Je vais essayer de vous présenter ma compréhension de cette particularité selon mon niveau d’avancement dans cet entendement du Bien justement.

Pour mieux comprendre ce sujet, je vous conseille la lecture de l’article : Le principe du Bien et la création divine, disponible sur le site (pour les abonnés) et dans mon livre : Catharisme d’aujourd’hui.

Approche intellectuelle

Tout d’abord, afin de nous mettre sur un même plan de raisonnement, voyons ce que nous disent les dictionnaires sur le substantif, entendement :
Larousse : façon de comprendre, distincte de la sensibilité.
Robert : ensemble des capacités intellectuelles.
Donc, l’entendement est une forme de compréhension — faisant appel à l’intellect — qui dépasse le niveau sensible de notre approche globale habituelle. C’est, au-delà de la connaissance d’un sujet ; l’approche intelligible du sujet.
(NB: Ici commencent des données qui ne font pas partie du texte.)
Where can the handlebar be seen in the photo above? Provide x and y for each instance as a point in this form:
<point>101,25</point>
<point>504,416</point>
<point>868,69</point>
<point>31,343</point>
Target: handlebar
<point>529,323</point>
En d’autres termes, c’est l’éveil de notre part spirituelle à un sujet qui la dépasse totalement dans sa dimension mondaine.

Il faut dire que l’intellect humain est très limité dans sa capacité à comprendre ce qui le dépasse. Notre imagination est si médiocre que nous tentons de tout ramener à notre niveau plutôt que de chercher à nous élever. Seules quelques rares personnes parviennent à s’élever un peu au-dessus de ce niveau basique. C’est le cas des auteurs de science-fiction, mais même eux, comme on le constate souvent, attribue à leurs visions futuristes des critères de leur époque. Le sous-marin du capitaine Némo est meublé comme la société de l’époque de Jules Verne ; la quasi-totalité des extraterrestres — et même leurs robots —, ont des formes humanoïdes, etc.

Alors, imaginer un domaine totalement spirituel hébergeant un Esprit unique émanant d’un principe absolu relève de la chimère.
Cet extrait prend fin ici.